Telling someone that you’re planning to drive from one side of Australia to the other, across the Nullarbor, will get you one of two responses: ‘Are you crazy’ or ‘I’ve always wanted to do that’. Most ask if you’re crazy. The perception of driving across the Nullarbor is that it must be one of the most boring road trips you could consider, and theoretically they might be correct in thinking that. In fact the drive crosses a lot of empty space, but thats what makes it so charming. The Nullarbor means ‘No Tree’ and you literally won’t see a tree for long periods of time, but you also won’t see bus loads of tourist, cities, factories and any other chaos that surround us in our lives. Its the true meaning of an escape!
Let’s start with the Western Australia leg. It actually takes two days of driving to reach the border of Western Australia (WA) and South Australia. WA is HUGE, so I decided to stop at Esperance on the first night. Going this way takes you off the main road, adding two hours to the trip but what’s two hours when the entire trip takes 36?
My plan was to camp where I could and in Esperance there is a beach called Lucky Bay, where you can camp just a few metres off the most beautiful beach in Australia. But…not only the most beautiful beach, but one that’s just like the tourism commercials with kangaroos on it! For photographers it’s a great spot with white sand, massive granite peaks and a Roo for the point of interest.
I do recommend arriving at the camping grounds early in the day, as it does tend to fill up by about 9am at peak times. I, myself turned up at 4pm to a full camp ground, requiring me to plead with some French hitchhikers to allow me to pitch my swag on their site. The couple were lovely, they did ask if they could accompany me on my trip to Melbourne and unfortunately I had to say no, 34 hours of small talk is way too much for me.
Anyway, drop in to Esperance because it’s simply amazing. Cape Le Grand National Park is packed with photographic opportunities. Climb Frenchman Peak, there is a really cool cave at the top and you will get an amazing sunrise image from there.
Thistle Cove is just down from Lucky Bay and while there on Australia Day morning, I didn’t see another human for hours. Perfect white sand, crystal clear water, you’ll be pinching yourself and wonder if it’s a dream.
Next stop was Eucla, I chose this location for its proximity to the ocean and the great landscape photo potential and specifically the old jetty that sits on the beach near to the camp grounds.

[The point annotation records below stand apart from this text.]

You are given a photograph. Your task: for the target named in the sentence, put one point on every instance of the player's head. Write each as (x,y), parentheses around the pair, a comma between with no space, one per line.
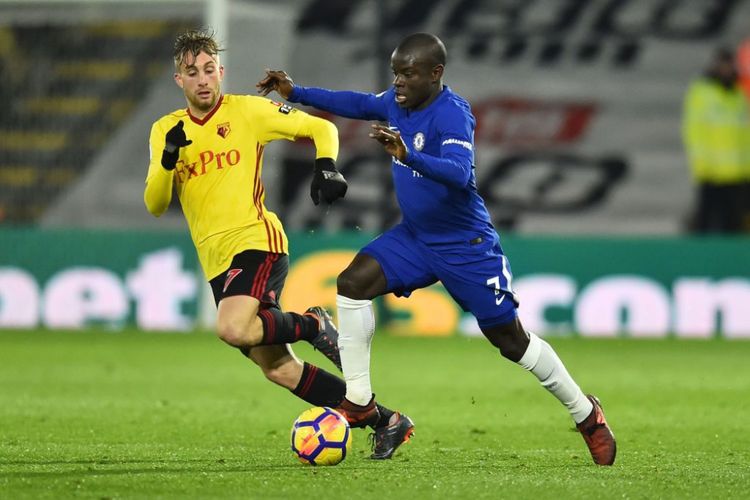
(198,70)
(418,64)
(723,67)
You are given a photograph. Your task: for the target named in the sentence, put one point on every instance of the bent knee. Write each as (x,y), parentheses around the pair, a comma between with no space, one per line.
(348,286)
(286,374)
(511,339)
(234,333)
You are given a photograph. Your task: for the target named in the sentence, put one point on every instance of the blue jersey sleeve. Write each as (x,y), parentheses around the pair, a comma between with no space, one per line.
(349,104)
(455,129)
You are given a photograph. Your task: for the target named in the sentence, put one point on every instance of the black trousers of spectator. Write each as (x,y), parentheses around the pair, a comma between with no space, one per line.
(721,208)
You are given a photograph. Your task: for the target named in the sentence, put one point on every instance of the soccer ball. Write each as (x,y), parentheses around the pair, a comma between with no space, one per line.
(321,436)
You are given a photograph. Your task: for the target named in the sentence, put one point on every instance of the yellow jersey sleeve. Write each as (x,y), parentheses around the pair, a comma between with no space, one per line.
(158,193)
(281,121)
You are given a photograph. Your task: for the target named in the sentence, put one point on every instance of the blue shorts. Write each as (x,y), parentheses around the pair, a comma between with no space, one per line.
(476,274)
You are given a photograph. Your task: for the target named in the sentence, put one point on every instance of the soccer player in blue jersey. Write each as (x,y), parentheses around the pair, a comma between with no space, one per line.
(446,233)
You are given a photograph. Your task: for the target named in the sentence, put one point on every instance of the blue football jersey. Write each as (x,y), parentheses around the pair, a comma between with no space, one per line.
(436,184)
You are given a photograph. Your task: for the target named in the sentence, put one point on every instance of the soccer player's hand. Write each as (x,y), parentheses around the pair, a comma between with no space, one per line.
(275,80)
(174,140)
(391,141)
(328,183)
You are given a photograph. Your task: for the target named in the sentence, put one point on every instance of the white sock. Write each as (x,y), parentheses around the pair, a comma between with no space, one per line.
(356,328)
(541,360)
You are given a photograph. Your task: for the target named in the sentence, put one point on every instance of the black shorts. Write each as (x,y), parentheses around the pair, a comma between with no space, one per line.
(255,273)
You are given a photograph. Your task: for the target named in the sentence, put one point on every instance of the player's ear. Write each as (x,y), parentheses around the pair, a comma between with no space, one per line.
(437,72)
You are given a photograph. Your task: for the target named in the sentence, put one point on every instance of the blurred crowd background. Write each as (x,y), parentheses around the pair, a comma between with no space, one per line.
(579,103)
(596,118)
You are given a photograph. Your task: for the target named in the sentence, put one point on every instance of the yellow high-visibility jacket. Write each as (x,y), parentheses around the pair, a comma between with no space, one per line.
(716,132)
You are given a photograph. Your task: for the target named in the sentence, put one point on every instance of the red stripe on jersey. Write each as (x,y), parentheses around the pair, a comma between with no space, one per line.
(257,184)
(268,235)
(281,243)
(275,240)
(270,326)
(259,284)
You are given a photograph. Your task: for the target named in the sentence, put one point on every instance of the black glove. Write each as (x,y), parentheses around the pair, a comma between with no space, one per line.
(328,183)
(174,140)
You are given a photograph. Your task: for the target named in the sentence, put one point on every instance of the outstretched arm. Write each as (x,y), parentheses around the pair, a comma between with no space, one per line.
(164,154)
(349,104)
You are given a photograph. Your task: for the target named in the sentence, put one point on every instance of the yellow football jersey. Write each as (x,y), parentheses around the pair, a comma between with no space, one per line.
(218,176)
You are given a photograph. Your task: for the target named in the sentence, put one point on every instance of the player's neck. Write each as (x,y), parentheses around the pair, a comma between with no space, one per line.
(200,114)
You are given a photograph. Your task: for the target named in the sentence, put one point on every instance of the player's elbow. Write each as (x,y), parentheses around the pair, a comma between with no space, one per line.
(463,176)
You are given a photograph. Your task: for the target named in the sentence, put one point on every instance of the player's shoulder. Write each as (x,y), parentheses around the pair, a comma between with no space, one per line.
(452,110)
(455,101)
(169,120)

The drive between Esperance and Eucla was one of my favourite sections of the trip. Approaching 90 Mile Straight is where you begin to get the sense of being in the middle of nowhere. About three-quarters of the way to Eucla you will reach Madura. The road suddenly begins to decline steeply and you’re hit with this insane view of the plains and ocean ahead of you. My biggest regret was not turning back up the road to take a photo as the sun was about to set, but I was on a mission to make it too Eucla Jetty and time was running out.
Eucla really surprised me. There was little more than a motel and service station perched up on the ridge of the Bight, looking out over the ocean. But this is what makes it so surreal.
Day Three started by crossing in to South Australia and passing through Boarder Town and into the Nullarbor National Park. Over the next 300km Eyre Highway follows the ridge of the Great Australian Bight. Along the highway there are three lookouts for tourists to observe the Bight. Lookout number one on the east end is the best, in my opinion, and where most photographs are taken of the cliffs. If I had an extra day I would most definitely be camping out on the edge of the Bight.
Once past the Nullarbor the landscape really starts to change, the view becomes a welcoming green colour. Trees, grass and rolling hills is what you’ll see most of the way towards Adelaide. I decided at the last minutes to spend my last night in the Barossa rather than Adelaide as I wasn’t ready to face a big city just yet. I arrived in the Barossa at around lunch time and did the first thing anyone should do in the Barossa, find some pressed, fermented grapes, also referred to as red wine!
Given the vast area of the Barossa and the fact I was only there for one night I needed some local advice on where to catch a beautiful sunset image. The lovely ladies at Bethany’s Winery (after the purchase of their signature and expensive Shiraz) were kind enough to give me some rare and closely guarded directions to a location mostly reserved for locals. Fifteen minutes out of town, through a few gates and cross country through a sheep paddock I found the spot….OMG. I had no doubt it was the best view in the Barossa. My pictures don’t do it justice, so I need to go back there soon.
Day five and the home stretch! Let me tell you, by this stage I was beginning to wish it was all over! Get me to the the airport! Driving eight hours a day for five days straight will do that to you! I didn’t stop the whole way to Melbourne, passing the Grampians I did wishing I had one more night up my sleeve, so I’ve made a mental note to return for a few days.
Would I do it again? Hell yeah. The trip deserves at least 7 days to take it all in, there are some amazing locations to photograph but to get them at the right time of day you need time.